A burst of nervous energy propels you onto the boards and under the
lights and you start talking, your mouth moving and your heart beating
in your chest, and your awareness of what's going on arrives just in
time to notice that your first joke has bombed.
You're standing there, arms held out, holding for silence.
'Chirp, chirp,' scream the crickets and you fumble through the next
lines hoping that talking really fast will make them forget that you're
not funny, and that they'll sit back and enjoy the sheer amount of
energy that you're producing.
Just when things really couldn't be much worse, you look out to do a
monologue and there's Steve Martin sitting in the front sitting with his
arms folded, wearing the same nervous expression he had when he watched
his kids ruin a grade-school production of Snow White in the movie
Parenthood. 'He hates it', you say to yourself, 'he's closing us down,'
and your sitcom stardom gets further and further away and starts to
change into a four-month run of dinner theatre in Thousand Oaks.
It's about this time you remember the other people on stage with you and
that you really haven't heard a word they've said tonight outside of
your cues.
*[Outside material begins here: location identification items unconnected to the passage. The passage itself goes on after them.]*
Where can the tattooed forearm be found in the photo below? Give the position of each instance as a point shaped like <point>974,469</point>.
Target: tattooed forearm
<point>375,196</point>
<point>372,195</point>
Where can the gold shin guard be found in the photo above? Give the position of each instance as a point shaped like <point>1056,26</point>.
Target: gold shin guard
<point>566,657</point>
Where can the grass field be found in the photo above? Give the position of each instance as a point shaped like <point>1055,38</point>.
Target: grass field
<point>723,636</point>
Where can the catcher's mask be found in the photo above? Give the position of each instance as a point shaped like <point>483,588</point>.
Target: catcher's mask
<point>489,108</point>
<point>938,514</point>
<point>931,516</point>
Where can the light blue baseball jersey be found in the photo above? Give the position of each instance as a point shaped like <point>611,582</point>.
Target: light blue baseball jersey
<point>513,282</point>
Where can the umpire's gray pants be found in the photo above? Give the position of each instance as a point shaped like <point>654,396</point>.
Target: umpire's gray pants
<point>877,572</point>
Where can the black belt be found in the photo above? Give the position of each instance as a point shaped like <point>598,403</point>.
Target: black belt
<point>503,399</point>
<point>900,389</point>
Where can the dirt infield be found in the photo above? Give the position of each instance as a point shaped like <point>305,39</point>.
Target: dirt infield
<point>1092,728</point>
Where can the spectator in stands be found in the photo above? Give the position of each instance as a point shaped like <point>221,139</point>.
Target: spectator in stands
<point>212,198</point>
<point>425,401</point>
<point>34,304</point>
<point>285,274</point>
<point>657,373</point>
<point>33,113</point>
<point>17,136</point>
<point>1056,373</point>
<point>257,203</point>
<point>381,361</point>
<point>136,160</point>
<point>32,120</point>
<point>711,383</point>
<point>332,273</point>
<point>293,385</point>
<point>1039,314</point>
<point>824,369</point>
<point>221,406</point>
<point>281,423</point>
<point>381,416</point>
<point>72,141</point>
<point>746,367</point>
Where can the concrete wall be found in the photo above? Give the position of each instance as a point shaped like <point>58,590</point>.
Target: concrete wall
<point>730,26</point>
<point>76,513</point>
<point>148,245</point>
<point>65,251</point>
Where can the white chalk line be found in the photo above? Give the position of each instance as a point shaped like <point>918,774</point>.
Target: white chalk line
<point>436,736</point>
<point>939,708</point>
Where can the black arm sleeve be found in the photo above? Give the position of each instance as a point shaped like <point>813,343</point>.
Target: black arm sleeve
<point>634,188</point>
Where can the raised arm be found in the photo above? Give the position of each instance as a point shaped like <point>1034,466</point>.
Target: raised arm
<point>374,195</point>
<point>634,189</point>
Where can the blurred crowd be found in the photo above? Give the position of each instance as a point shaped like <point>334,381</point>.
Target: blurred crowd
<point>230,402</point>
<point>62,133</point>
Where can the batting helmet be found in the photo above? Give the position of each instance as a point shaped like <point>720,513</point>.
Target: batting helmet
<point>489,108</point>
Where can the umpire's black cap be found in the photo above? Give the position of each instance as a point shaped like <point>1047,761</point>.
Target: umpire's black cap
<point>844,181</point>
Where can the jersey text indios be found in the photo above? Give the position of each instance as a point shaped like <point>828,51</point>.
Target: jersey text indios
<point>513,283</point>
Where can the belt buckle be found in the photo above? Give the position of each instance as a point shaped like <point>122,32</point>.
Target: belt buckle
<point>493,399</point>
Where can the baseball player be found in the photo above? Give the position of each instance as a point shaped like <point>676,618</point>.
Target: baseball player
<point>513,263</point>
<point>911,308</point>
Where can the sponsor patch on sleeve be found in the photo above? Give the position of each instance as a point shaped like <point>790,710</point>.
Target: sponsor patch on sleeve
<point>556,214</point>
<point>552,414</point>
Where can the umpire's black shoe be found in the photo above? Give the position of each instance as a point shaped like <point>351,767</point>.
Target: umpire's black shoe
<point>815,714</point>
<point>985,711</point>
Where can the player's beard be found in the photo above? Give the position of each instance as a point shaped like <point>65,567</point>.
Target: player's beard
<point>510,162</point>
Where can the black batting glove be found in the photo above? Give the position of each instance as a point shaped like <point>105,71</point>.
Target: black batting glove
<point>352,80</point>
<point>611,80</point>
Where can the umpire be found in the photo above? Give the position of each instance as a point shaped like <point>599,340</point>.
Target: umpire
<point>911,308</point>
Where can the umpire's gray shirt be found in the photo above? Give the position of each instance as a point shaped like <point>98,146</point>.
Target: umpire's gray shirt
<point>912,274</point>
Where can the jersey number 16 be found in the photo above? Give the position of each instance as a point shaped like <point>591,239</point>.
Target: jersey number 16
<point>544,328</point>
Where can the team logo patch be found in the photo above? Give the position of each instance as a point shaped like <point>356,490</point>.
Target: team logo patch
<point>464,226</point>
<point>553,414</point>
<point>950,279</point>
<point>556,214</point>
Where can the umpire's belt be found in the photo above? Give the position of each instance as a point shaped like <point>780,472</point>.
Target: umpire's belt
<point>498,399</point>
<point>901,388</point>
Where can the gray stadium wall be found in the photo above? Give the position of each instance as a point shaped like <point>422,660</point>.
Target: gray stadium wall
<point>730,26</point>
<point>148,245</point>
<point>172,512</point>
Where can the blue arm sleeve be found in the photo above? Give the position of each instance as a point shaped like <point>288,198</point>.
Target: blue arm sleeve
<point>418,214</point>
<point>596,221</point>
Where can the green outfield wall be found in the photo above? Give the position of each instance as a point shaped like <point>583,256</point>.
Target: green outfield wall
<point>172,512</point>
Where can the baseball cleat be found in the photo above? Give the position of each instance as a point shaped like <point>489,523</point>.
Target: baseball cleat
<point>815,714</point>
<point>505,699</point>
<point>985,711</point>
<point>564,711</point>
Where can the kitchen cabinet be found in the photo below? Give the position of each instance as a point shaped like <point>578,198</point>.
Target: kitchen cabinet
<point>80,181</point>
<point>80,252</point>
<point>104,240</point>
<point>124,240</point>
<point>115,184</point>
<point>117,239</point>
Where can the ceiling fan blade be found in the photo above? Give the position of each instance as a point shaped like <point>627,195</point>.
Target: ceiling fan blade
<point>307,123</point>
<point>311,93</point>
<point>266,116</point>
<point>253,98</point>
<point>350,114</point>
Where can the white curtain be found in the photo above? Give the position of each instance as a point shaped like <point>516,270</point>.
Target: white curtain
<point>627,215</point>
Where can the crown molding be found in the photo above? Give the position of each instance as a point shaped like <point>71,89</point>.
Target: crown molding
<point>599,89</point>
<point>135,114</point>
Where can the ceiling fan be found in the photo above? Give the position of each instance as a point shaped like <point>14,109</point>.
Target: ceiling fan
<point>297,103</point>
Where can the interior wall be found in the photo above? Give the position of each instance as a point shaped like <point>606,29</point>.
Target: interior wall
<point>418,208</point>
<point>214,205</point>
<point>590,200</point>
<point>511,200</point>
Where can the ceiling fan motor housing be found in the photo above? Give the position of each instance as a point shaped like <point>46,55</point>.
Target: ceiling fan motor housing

So you start to listen and little by little the panic
subsides and the joy returns and the audience starts to laugh, and Steve
Martin and his 'artistic foibles' float further and further away.
You've seen Bowfinger and you're pretty sure Edward Albee or Arthur
Miller wouldn't have been associated with a turd like that, so who cares
if the guy's enjoying himself or what he thinks of you.
You discover the real meaning of relativity as the next hour feels like
five minutes and before you know it, you're spinning around the table
with the actor playing Picasso (Eric Ashmore) bouncing ideas and the
energy of the show back and forth like crazed electrons. And then the
group photo, and the final tableau and its over and the house lights
come up with the applause. You avoid looking at Steve during the
curtain call because you don't want anything to bring you down from this
or dull the joy of being an actor.
Backstage, you're still on high and between high-fives and hugs you
manage to blurt out, "You believe that? He really showed up."
"Who?"
"Steve Martin. He was right there in the front row. You didn't see
him?"
At this point, everyone's stopped talking to stare at you. Jessica,
(the woman who plays Suzanne) levels the blow. "That wasn't Steve
Martin."
"But..."
"He had white hair," offers Mike, (Schmedimann) "But trust me. That
wasn't Steve Martin."
And they laugh. At your expense, sure, but you laugh too, and it
bounces around the old, audio-impaired XXX movie house that, on this
night, is the best space you've ever played.